Le 13 juillet, le président Macron laissa entendre qu’il y aurait une nouvelle approche dans le soutien des forces. « En même temps, il faut aussi questionner l’organisation, faire cesser les fonctionnements en silos, responsabiliser l’encadrement, redonner un pouvoir d’arbitrage au commandement pour mieux coordonner à l’échelle locale », avait-il affirmé à l’Hôtel de Brienne.
Et c’est un chantier que Mme Parly va ouvrir sans tarder. « Je compte m’atteler à la réforme des soutiens. Et sous prétexte que ce
n’est peut-être pas le plus visible, la réforme du soutien, affaibli par des années de réductions, a été trop longtemps repoussée. Je suis ministre pour mener toutes les transformations nécessaires, pas seulement les réformes sexy », a-t-elle dit.
La ministre a ensuite avancé plusieurs pistes, avec l’objectir de « soutenir nos forces de plus près. » Ainsi, a-t-elle dit, « nous allons remplacer les 170 antennes du commissariat, qui n’offrent que des services partiels et pour le moins… hétérogènes » par « 200 espaces multiservices. » En second lieu, il s’agira de « renforcer la capacité des commandants de bases d’unité et de bases de défense à obtenir les soutiens nécessaires. » Et Mme Parly d’insister : « C’est au soutien de s’adapter au rythme et aux besoins des unités et non
l’inverse. »
Enfin, il sera aussi question de rendre aux armées une marge de manoeuvre en matière de soutien. « Il ne s’agit évidemment pas de remettre en cause le caractère interarmées des services de soutien. Ce serait une erreur grave. Il s’agit de trouver un modèle qui allie la réponse aux besoins exprimés par les forces, au plus proche du terrain, et le professionnalisme et l’expertise de nos services de soutien », a expliqué la ministre.
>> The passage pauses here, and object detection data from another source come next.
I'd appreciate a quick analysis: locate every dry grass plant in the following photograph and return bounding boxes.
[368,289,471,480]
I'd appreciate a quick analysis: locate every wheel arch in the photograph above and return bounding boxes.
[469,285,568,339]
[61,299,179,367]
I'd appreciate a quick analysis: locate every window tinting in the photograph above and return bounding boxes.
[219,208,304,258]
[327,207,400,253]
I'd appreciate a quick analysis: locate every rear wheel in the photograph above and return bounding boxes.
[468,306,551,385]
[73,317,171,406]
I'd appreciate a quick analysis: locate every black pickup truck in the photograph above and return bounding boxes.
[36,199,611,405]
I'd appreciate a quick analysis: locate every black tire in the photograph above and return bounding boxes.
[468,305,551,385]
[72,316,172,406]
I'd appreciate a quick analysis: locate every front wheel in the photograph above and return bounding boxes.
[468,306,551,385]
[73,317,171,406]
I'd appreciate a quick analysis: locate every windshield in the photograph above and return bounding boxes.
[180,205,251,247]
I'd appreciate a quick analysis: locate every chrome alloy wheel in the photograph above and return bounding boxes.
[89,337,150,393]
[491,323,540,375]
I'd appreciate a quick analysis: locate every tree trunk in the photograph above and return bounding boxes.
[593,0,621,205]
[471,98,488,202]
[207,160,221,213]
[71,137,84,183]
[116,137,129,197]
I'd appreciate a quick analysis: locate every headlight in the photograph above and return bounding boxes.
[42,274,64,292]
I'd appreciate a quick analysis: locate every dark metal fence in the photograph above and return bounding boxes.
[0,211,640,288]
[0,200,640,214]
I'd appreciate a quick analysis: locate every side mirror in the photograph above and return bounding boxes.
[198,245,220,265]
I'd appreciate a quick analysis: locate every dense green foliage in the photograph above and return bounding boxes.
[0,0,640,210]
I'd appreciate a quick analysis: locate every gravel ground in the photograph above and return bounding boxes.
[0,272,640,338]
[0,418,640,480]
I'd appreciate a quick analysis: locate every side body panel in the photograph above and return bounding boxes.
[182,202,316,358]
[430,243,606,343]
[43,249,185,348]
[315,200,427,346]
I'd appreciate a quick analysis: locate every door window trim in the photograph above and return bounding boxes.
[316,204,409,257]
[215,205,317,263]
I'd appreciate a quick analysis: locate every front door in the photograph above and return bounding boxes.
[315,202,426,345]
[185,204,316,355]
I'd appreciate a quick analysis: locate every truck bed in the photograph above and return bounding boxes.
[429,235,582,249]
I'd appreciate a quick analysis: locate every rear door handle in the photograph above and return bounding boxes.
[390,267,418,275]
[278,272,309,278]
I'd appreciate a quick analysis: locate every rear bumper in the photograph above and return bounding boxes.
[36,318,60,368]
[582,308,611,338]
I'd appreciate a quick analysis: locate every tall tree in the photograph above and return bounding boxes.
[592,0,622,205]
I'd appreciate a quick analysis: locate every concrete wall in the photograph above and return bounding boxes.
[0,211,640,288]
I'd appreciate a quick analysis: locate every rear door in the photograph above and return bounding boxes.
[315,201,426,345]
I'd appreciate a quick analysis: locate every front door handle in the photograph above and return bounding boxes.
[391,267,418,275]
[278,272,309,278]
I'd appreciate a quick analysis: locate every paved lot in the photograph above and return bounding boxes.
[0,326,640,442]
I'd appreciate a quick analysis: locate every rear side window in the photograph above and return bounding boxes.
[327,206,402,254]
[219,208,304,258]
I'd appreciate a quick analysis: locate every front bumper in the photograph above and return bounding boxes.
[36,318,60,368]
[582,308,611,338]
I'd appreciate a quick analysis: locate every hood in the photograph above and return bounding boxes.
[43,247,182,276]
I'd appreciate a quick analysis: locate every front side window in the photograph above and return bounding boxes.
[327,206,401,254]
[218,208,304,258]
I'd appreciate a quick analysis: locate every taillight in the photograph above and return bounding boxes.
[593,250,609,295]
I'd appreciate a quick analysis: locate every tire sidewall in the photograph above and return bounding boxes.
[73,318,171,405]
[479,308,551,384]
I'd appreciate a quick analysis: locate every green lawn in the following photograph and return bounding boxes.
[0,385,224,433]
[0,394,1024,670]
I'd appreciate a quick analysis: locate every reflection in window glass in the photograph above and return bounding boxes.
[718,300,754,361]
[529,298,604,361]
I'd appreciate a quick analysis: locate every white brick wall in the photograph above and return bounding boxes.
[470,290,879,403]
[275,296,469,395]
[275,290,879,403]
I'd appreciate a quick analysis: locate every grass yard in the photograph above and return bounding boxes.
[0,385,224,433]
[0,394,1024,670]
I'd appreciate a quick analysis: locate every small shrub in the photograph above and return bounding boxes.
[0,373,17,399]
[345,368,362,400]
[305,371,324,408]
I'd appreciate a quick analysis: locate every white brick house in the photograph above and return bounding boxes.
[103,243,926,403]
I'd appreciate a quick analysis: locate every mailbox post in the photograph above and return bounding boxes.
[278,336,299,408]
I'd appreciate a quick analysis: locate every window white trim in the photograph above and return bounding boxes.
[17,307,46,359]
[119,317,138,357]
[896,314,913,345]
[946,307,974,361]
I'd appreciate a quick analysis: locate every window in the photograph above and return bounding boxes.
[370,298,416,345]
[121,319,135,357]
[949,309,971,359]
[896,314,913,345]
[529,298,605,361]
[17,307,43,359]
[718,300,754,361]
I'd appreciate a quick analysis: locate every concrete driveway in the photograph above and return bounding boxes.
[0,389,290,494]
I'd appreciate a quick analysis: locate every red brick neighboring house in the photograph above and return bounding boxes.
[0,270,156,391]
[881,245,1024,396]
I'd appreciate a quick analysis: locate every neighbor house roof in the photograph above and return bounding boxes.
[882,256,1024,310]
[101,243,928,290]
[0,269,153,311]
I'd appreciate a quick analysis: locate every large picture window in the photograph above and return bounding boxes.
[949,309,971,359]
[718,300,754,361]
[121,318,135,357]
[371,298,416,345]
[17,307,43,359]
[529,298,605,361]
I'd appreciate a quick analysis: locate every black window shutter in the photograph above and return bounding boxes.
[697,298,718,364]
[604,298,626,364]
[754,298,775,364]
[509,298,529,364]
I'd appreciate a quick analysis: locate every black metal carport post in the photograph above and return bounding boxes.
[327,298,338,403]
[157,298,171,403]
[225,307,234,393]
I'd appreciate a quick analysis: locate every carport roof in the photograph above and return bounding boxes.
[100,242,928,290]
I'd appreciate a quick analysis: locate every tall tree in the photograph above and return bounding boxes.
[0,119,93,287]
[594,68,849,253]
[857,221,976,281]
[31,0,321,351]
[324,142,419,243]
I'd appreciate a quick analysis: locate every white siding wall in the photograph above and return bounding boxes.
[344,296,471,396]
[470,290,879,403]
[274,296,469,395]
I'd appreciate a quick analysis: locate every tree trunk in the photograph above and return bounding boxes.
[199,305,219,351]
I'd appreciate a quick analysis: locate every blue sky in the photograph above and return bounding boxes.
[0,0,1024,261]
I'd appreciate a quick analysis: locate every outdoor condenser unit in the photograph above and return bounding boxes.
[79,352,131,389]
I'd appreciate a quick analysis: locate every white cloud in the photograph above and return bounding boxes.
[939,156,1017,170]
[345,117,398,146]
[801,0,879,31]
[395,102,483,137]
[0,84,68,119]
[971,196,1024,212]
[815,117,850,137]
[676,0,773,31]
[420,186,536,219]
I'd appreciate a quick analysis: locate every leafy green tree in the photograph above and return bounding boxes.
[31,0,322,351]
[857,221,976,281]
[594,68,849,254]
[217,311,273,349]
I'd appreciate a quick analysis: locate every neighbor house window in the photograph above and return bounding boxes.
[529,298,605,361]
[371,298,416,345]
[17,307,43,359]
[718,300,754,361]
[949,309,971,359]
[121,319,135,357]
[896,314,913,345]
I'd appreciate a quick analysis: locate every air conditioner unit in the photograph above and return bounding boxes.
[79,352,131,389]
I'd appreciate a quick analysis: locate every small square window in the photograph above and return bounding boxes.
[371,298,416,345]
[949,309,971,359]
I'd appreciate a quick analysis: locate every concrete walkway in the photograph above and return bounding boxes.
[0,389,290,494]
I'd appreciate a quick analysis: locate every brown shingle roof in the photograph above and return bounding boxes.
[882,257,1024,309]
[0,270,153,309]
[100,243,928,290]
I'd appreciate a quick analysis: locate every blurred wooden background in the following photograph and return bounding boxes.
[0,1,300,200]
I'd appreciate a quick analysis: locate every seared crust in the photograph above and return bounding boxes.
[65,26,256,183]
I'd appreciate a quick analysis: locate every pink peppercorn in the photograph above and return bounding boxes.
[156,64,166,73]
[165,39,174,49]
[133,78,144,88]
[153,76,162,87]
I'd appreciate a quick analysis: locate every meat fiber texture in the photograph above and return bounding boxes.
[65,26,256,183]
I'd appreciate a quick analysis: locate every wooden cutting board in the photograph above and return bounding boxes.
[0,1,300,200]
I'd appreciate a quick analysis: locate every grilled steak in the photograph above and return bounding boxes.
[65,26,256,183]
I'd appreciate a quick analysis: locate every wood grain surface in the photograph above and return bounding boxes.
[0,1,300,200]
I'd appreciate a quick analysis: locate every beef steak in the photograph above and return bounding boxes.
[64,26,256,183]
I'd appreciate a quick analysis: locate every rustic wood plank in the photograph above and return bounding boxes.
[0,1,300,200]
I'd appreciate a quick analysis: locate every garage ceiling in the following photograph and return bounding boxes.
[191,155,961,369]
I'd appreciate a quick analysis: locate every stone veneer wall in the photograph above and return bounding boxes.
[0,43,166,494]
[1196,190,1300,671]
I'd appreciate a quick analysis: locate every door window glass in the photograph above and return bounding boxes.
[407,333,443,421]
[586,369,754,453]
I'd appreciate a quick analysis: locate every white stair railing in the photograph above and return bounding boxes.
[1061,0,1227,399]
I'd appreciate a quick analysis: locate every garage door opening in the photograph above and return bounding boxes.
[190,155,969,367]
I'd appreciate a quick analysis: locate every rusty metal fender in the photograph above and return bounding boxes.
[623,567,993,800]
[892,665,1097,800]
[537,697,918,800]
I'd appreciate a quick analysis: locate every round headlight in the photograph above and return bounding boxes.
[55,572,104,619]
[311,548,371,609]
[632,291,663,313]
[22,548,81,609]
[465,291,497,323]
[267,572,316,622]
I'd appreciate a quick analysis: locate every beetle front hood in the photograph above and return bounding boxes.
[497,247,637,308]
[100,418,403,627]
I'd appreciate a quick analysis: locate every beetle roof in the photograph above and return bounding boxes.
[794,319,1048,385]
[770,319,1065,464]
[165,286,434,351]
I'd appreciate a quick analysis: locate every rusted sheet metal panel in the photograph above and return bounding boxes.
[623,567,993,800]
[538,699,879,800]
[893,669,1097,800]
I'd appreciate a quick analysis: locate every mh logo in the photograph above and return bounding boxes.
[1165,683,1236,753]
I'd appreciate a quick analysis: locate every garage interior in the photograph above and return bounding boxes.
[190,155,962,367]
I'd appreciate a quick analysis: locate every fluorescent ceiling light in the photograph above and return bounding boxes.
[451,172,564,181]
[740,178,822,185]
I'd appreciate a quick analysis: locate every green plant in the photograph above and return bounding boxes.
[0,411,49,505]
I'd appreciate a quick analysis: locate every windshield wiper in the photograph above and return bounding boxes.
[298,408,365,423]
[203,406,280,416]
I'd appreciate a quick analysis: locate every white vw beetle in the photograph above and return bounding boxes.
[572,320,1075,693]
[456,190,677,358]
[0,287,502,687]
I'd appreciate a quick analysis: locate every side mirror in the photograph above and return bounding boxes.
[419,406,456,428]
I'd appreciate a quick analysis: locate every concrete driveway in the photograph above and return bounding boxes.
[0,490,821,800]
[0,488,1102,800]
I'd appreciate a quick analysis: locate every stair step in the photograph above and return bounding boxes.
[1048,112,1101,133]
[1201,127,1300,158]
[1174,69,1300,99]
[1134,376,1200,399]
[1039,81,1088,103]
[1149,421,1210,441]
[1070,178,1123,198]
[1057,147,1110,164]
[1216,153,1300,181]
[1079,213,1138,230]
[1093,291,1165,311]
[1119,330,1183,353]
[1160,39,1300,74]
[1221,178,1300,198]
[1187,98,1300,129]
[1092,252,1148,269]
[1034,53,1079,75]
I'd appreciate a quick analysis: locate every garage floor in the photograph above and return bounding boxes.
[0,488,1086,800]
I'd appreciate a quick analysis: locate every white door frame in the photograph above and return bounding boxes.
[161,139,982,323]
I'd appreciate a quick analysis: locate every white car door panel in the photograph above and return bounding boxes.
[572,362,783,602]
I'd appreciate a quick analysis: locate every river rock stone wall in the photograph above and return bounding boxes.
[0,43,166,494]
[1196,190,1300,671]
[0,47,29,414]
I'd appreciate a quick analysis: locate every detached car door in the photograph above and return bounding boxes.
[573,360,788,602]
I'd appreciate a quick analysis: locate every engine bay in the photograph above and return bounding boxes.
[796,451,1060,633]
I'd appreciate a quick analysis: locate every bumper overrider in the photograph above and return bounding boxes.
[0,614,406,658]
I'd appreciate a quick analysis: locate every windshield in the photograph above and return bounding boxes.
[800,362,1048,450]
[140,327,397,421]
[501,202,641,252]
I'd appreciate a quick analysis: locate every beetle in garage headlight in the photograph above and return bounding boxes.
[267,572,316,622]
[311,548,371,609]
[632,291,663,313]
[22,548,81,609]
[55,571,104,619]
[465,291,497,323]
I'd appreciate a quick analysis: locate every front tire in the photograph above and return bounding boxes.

Par ailleurs, Mme Parly a aussi profité de l’occasion pour lancer un avertissement aux industriels. « La Loi de programmation militaire remplit vos carnets de commande. Elle vous assure assure activité et emplois. J’attends de vous en retour, que les budgets soient respectés, que les calendriers soient respectés. Avec ces moyens, les dépassements seront coupables, intolérables », a-t-elle prévenu.